Reputation: 89
I have two dataframes. What I want to do exactly is:
If the column Name is "P" then I have to select the column called FinalValue of the DF2 where the column id_1 match the column Id_name of the DF2, otherwise I have to fill it with nulls.
For example, I have the following DataFrames (DF1 and DF2):
+--------+-------+-------+
|Name | value | id_1 |
+- ------+-------+-------+
|P |5 | being |
|X |1 | dose |
|Z |1 | yex |
df2
+--------+------------+
|Id_name | FinalValue |
+- ------+------------+
|ash | h32 |
|being | c11 |
|dose | g21 |
In this case the output should be:
+--------+-------+-------------+
|Name | value | FinalValue |
+- ------+-------+-------------+
|P |5 | c11 |
|X |1 | null |
|Z |1 | null |
What I am trying is the following:
var df3 = df1.withColumn("FinalValue", when($"Name" === "P", df2.select(...)))
But as you can see, I don't know how to continue because if I select a column of the DF2 I can't select another of the DF1. How can I do this?

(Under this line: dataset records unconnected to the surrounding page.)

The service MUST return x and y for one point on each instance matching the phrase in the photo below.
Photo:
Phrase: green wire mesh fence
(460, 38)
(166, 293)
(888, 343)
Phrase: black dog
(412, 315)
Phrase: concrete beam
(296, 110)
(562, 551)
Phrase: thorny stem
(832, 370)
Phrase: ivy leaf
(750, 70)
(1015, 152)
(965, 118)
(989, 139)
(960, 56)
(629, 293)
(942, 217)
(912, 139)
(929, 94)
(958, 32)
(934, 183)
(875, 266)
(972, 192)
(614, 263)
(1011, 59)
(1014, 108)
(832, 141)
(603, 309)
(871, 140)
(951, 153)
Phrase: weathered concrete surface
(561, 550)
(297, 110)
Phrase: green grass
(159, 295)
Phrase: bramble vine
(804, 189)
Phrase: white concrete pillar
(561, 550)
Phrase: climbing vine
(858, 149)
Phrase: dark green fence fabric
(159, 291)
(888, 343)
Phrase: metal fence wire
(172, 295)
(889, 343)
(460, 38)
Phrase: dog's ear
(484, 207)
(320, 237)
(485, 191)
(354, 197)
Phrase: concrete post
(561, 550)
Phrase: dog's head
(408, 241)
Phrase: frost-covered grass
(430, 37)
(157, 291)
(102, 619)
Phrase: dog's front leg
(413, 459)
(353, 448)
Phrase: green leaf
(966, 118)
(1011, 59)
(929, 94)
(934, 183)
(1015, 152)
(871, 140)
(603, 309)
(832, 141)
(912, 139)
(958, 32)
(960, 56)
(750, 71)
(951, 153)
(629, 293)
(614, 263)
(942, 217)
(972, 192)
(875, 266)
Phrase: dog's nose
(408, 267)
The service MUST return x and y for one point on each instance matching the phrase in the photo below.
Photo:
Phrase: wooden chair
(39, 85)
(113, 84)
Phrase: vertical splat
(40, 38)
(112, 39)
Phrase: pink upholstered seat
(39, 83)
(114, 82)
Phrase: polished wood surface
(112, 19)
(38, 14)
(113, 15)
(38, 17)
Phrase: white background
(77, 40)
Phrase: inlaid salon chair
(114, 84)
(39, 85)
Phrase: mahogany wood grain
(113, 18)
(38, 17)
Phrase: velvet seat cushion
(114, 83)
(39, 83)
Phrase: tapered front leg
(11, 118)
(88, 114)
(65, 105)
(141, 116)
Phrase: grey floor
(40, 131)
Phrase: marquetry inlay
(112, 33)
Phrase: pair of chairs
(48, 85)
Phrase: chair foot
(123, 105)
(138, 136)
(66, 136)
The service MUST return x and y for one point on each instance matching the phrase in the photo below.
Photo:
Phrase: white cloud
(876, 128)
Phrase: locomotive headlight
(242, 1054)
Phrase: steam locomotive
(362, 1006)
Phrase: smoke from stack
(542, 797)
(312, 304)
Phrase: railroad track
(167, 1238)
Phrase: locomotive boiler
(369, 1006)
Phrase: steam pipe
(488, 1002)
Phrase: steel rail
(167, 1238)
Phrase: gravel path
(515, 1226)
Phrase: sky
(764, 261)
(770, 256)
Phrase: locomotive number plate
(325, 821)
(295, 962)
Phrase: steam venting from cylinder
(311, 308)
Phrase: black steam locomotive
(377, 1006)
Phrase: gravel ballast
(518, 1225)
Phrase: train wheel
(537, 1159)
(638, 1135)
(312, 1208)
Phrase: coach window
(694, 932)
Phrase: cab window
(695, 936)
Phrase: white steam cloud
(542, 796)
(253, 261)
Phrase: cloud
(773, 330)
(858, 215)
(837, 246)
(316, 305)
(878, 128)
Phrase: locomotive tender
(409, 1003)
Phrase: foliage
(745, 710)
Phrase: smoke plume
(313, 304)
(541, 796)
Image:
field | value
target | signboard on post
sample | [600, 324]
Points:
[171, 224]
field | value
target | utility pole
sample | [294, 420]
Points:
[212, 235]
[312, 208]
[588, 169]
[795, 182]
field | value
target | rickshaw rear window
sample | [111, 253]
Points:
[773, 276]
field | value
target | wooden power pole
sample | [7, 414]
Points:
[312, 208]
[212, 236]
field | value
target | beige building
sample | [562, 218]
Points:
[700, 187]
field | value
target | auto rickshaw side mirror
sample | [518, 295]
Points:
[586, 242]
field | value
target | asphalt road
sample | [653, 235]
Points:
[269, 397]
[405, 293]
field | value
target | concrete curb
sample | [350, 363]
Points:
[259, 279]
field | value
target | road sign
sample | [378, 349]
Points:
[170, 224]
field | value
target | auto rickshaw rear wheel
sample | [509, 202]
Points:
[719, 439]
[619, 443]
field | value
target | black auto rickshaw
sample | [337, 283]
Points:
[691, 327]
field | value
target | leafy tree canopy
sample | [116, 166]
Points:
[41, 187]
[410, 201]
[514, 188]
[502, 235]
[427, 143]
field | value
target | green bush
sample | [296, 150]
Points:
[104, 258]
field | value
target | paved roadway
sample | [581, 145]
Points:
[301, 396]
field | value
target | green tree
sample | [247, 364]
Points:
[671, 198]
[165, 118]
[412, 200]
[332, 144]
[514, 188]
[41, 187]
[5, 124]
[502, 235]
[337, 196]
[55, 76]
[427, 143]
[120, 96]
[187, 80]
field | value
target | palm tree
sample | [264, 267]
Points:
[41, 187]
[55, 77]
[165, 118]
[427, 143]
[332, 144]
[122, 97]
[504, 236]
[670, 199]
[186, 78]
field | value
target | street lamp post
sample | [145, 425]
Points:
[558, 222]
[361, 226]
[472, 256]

Maybe my explanation is not good enough, if you need more information or explanation, just tell me it. Thanks in advance.
Upvotes: 0
Views: 756
Reputation: 42352
You can do a left join, then mask the final value using when
:
val df3 = df1.join(
df2,
df1("id_1") === df2("Id_name"),
"left"
).select(
df1.columns.dropRight(1).map(col) :+
when($"Name" === "P", $"FinalValue").as("FinalValue")
: _*
)
df3.show
+----+-----+----------+
|Name|value|FinalValue|
+----+-----+----------+
| P| 5| c11|
| X| 1| null|
| Z| 1| null|
+----+-----+----------+
Upvotes: 1